The (Inevitable) Rise of the Reputation Broker

Steve Rubel commented the other day on the end of e-mail marketing when he cited AOL and Yahoo!'s new initiative to essentially begin charging for first-class e-mail delivery. Maybe now somebody will read the article I wrote for MediaPost called Rolling Out RSS: Think Like a Newsletter, not a Newspaper.

I couldn't agree with Steve more on this. In fact, as a Jupiter Analyst back in 2001, I predicted this very occurrence (e-mail gatekeepers like AOL charging for first-class delivery) in a research note I wrote with colleague Chris Todd (if anybody can find that note, I'd love to see it again. My subscription expired...)

But what's more interesting to me than the death of e-mail marketing are the ramifications on Web 2.0. Let's play the scenario forward and see what happens:

  • American Airlines, for example, seeing delivery rates for its Net SAAver plummet, begins publishing via RSS. They do this in conjunction with a blog, so they can use web analytics to have some idea of who and how many people are reading (and because RSS doesn't yet have 100% penetration).

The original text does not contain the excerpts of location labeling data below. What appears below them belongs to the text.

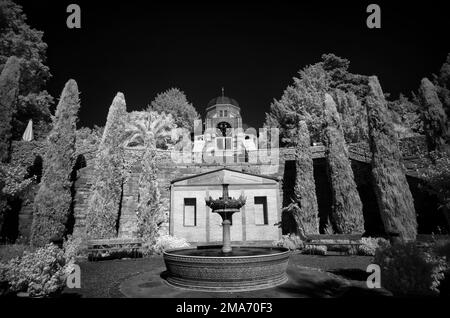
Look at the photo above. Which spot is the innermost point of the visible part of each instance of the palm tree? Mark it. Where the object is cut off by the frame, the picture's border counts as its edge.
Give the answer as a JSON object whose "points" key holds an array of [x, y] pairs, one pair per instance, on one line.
{"points": [[150, 129]]}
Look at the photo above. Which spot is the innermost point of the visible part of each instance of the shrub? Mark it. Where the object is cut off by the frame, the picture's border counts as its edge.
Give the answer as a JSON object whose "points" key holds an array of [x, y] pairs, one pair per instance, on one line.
{"points": [[442, 248], [39, 273], [315, 250], [291, 242], [167, 242], [370, 245], [73, 248], [408, 270], [10, 251]]}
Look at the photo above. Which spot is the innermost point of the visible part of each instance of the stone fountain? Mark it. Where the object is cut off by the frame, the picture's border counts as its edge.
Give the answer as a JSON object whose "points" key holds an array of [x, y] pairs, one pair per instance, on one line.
{"points": [[226, 268], [226, 207]]}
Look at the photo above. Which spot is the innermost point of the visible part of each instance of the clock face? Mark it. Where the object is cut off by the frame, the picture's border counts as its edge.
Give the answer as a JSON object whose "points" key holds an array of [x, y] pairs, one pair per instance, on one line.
{"points": [[223, 126]]}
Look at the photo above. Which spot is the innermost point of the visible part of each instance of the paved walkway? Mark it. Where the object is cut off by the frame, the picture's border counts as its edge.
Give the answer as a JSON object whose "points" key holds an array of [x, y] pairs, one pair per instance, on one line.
{"points": [[309, 276]]}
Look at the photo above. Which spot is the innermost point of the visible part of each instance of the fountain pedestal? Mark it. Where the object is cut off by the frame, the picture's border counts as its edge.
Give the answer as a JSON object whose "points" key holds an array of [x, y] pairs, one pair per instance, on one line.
{"points": [[226, 215], [225, 269]]}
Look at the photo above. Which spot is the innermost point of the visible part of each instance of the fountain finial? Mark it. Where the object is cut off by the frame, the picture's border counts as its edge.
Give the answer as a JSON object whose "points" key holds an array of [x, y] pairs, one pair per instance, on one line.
{"points": [[225, 206]]}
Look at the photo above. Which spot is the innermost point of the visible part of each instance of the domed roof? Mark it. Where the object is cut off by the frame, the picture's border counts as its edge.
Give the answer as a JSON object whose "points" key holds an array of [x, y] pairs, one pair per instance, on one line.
{"points": [[222, 100]]}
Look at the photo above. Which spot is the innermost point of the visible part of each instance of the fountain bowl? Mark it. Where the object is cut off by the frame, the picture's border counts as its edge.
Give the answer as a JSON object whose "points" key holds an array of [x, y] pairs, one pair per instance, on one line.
{"points": [[244, 269]]}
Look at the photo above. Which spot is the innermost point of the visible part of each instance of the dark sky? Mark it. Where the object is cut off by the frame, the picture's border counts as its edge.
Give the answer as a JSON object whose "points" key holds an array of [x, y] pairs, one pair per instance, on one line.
{"points": [[252, 48]]}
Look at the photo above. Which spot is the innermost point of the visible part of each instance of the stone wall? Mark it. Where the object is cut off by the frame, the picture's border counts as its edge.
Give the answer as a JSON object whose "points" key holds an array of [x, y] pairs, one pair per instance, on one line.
{"points": [[168, 170]]}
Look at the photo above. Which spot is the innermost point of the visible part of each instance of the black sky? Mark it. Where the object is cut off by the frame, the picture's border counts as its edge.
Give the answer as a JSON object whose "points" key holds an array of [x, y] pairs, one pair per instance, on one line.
{"points": [[252, 48]]}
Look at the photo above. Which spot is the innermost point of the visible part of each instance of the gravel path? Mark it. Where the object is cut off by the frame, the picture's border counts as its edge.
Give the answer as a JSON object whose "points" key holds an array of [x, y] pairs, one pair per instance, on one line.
{"points": [[310, 276]]}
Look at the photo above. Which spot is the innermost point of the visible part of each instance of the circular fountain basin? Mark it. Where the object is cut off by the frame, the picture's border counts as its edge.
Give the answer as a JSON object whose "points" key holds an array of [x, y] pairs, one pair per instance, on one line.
{"points": [[244, 269]]}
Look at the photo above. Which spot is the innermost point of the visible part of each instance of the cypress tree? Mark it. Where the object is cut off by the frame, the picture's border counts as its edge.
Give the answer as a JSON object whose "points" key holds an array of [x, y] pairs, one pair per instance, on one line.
{"points": [[9, 89], [347, 216], [391, 187], [53, 200], [305, 188], [436, 121], [104, 201]]}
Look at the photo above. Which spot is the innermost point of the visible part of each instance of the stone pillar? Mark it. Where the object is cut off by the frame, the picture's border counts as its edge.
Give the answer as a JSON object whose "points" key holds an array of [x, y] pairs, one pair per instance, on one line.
{"points": [[391, 187]]}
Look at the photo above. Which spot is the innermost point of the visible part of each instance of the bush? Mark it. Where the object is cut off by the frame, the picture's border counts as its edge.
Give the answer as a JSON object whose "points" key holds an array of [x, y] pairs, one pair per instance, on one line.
{"points": [[167, 242], [39, 273], [73, 248], [315, 250], [442, 248], [291, 242], [408, 270], [10, 251], [370, 245]]}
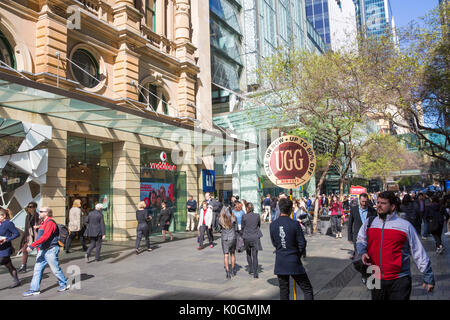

E-mail marketers are loathe to give up metrics, so the RSS transition will be incremental, and will demand accountability.
  • They then want their blog to have a greater reputation so that whatever they publish to it gets higher search rankings and enjoys a larger audience. They know this reputation is caused in part from the links into the blog.
  • So they then begin offering the people on their (doomed) e-mail list 3000 frequent flier miles if they subscribe to the RSS feed (which they can't always track) and link to the official AA Net SAAvers blog from their own blog (which they can track).
  • In some cases, they will have customers who are fans, willingly and authentically promoting the Net SAAVers blog because they think it's truly great.
  • In others, people will throw up a link just for the miles.
  • In some of these, people will throw up a blog just to throw up a link, just for the miles.
  • Within months, the blog will have 25,000 inbound links - 5,000 more than BoingBoing.
  • And within months from that, 2500 other marketers are experimenting with similar link-for-premium programs, with varying degrees of foresight and conscience.
  • Some of these will offer consumers a premium and a link back to the consumers' blog. Think about that.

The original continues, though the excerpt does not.